No one expects much from the hearing, however. Evans, a mayoral candidate, has been the CFO’s frequent and dependable shield.

The trouble began last fall when Gandhi sought bidders for the new contract. Two responded: a joint venture and Scientific Games International. But neither satisfied a D.C. law mandating that bids for contracts of $250,000 or more include a plan subcontracting 35 percent of the value to certified local business enterprises.

Yes, that’s the same program that Brown attempted to manipulate to secure payments from undercover FBI agents. Don’t hate the policy, hate the violator.

The certified business enterprise (CBE) program is designed to provide opportunities for local companies. That could lead to more jobs for D.C. residents and more money in the government’s coffers.

For failing to provide a subcontracting plan, the joint venture was disqualified by Gandhi’s office. While Scientific Games only provided a “good-faith” statement and not the requisite plan, it was not kicked out. Local business owners became enraged. They accused the CFO of bias and circumventing the procurement laws.

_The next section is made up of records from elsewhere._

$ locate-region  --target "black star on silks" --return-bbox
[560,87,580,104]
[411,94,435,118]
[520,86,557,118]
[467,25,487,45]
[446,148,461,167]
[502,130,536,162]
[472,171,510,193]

You’d think lottery contracting would be flawless. After all, there’s an ongoing investigation of the city’s handling of the 2008 and 2009 lottery contracting process; the feds are trying to determine whether bribery or contract steering occurred.

Gandhi’s responses to the business owners’ complaints have gone from curious to curiouser. Tracking them over the past few months, as I have, has felt like a trip down the rabbit hole.

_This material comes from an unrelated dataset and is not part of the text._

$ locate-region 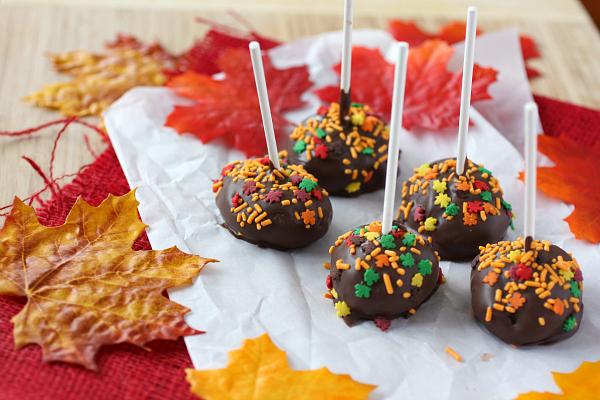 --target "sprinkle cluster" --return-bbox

In April, the CFO requested a waiver to the 35 percent mandate from the Department of Small and Local Business — even though a similar application had been denied when the company sought to extend its existing contract. About this time, Scientific Games submitted a “revised” plan that provided for only 17.8 percent CBE subcontracting. In the filing, the company stated that, despite its “good-faith efforts,” it was unable to meet the mandate because making the tickets is a complex process that must be completed at specialized facilities outside the city. Further, it said, certain of its services and products were proprietary: ticket paper stock, printing ink and ticket printing, for example.

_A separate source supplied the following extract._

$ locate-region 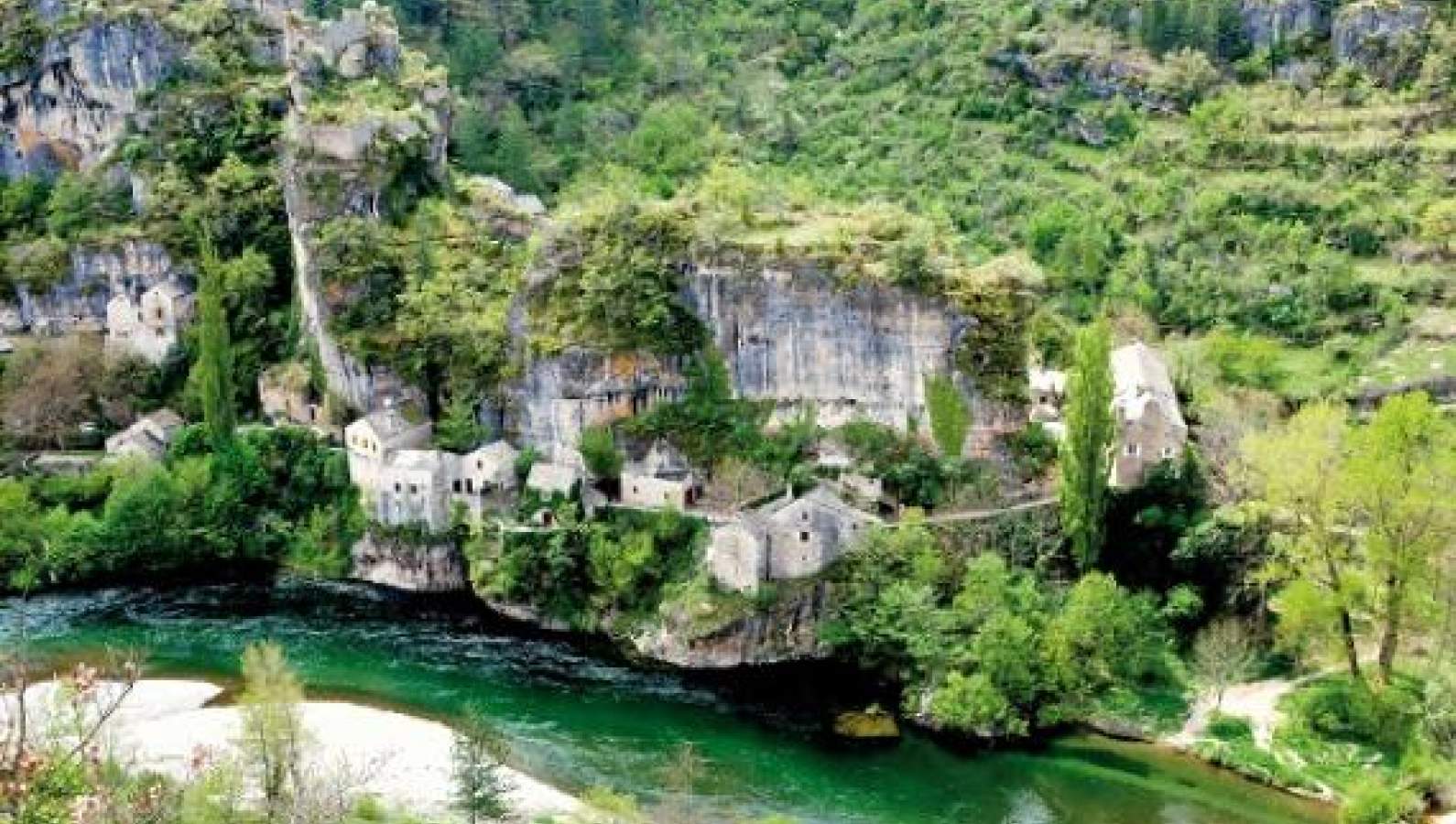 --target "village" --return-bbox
[62,336,1188,592]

Really, I’m not making this up.

Notably, in those same documents, the company admitted that it didn’t consider any CBE subcontractors that could provide lottery equipment or management, because such enterprises would be in “direct competition” to the company and using them would “likely create a conflict of interest and competitive disadvantage for Scientific Games in D.C. and future business opportunities.”

Competition means a better price for the D.C. government and taxpayers, doesn’t it?

By June 4, Robert Summers, interim director of the Department of Small and Local Business Development, hadn’t replied to the CFO’s second waiver request. So, that day, the CFO’s staff performed what’s best described as a Mad Hatter management maneuver: The contracting official in Gandhi’s office who was handling the matter wrote a memo to his boss, Joseph Giddis, asking him to approve a modification to the agreement, which both had been involved in developing. Giddis signed off, relieving Scientific Games of the 35 percent requirement.

That was like looking in the mirror and asking yourself for permission to break the mirror. Who is going to say no?

The maneuver was justified by asserting that the CFO has the same authority as the Office of Contracting and Procurement. If that office can offer waivers, than so can the CFO. Of course there’s an important difference: Contracting and Procurement is acting as a third party for other agencies. Here, the action was wholly incestuous.

Instead of Evans stepping in to end this farce, he and other council members have supported Gandhi. In the past two weeks, they have echoed Gandhi’s independent-authority mantra.

Congress invested enormous powers in the CFO. It’s doubtful that overriding local laws was one of them.

Even before Brown’s guilty plea and these recent lottery shenanigans, Mayor Vincent C. Gray (D) and Council member Vincent Orange (D-At Large) were focused on reforming the CBE program. The most significant features of their proposals were enforcement and penalties.

But with the same people on the scene, a new law will mean only a new opportunity for business as usual.